SONG PREMIERE: Queer Trailblazers ‘Karen & The Sorrows’ Rekindles Old Timey Lonesome Bar Scenes On “Everything We Had”

Queer country trailblazers Karen & the Sorrows are back with a new full-length album, The Narrow Place (out 8/25). Like any roots band, The Sorrows sing about heartbreak and loss. They just take the back roads less traveled to get there. From a queer reimagining of the bro-country pickup truck ode to a Jewish family story about immigration and race, these songs are both unexpected and entirely country.

The Sorrows’ sound centers around singer-songwriter Karen Pittelman’s high, lilting vocals and Elana Redfield’s lonesome pedal steel guitar mixed with the dark twang and steady beat of the 1970s country-rock the band grew up on. Pittelman, Redfield, and drummer Tami Johnson formed the Brooklyn-based band in 2011. In 2012 they released the EP Ocean Born Mary about a ghost story from Redfield’s New Hampshire hometown. In 2014, they put out their first full-length record, The Names of Things, which was voted one of the Freeform American Roots Chart’s best debut albums of the year. A constant fixture in New York’s clubs and bars, the Sorrows have continued to build a strong local following as well as touring throughout the east coast from New England to New Orleans.

The Sorrows are also at the center of a growing queer country scene, creating a community for people who love country music even if country music doesn’t always love them back. For the last six years, they’ve run Brooklyn’s Gay Ole Opry Festival and the Queer Country Quarterly. “Now more than ever, we are grateful to be in community with so many amazing musicians,” Pittelman says. “Country music can tell compelling stories about family, love, heartbreak, and strength. Those stories should include all of our families, all of our love, and especially all of our heartbreak and our strength.”

Glide is proud to premiere “Every We Had” (below) from The Narrow Place, an achingly tender composition that reveals a mature melodic precision rarely heard from country western artists. Karen and The Sorrows live up to their namesake as a living conduit of the barroom tales of yesterday, reminding us of names from Patsy, Dolly, and on down the line….

“Everything We Had” is the last song on the album, and I wanted it to have that lonesome feel of a band playing at a dive bar at 2:00 am, after everyone else has gone home, and the bartender is mopping up. There are a billion breakup songs out there but not nearly as many about both people trying as hard as they could and still failing. That was what I wanted to sing about, “says Pittelman.

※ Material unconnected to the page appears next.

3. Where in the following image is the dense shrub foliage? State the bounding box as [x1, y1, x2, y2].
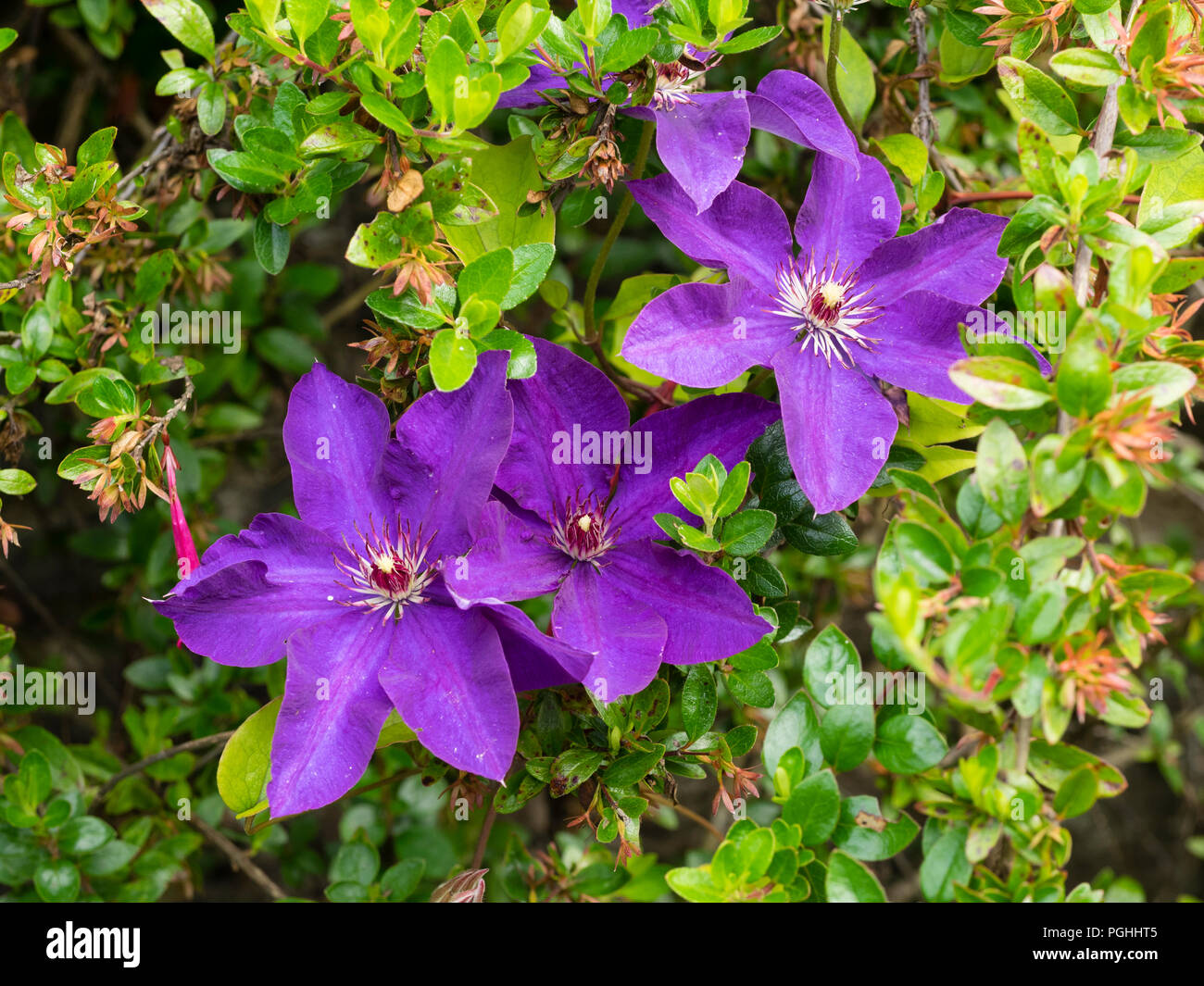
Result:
[0, 0, 1204, 902]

“The second verse references the song “River Deep – Mountain High” because, even though it’s technically a love song, the way Tina Turner sings it always breaks my heart. I think it’s that earnest faith of loving someone with everything you’ve got—”I love you just the way I loved that rag doll” (and not just any rag doll, but the only doll Tina ever had!)—that feels so sad to me. It’s like she’s asking: if I give you everything, will that be enough?”

“And I guess when I wrote this song I was thinking about how sometimes the answer is no, ” continues Pittelman. “It was originally much more electric guitar focused, but when we had the amazing J.B. Flatt playing the Wurlitzer in the studio, it was clear that the organ needed to be more center stage. And I really love the tone on Elana’s guitar solo. It’s like she translated exactly how I felt when I wrote this song into a sound.”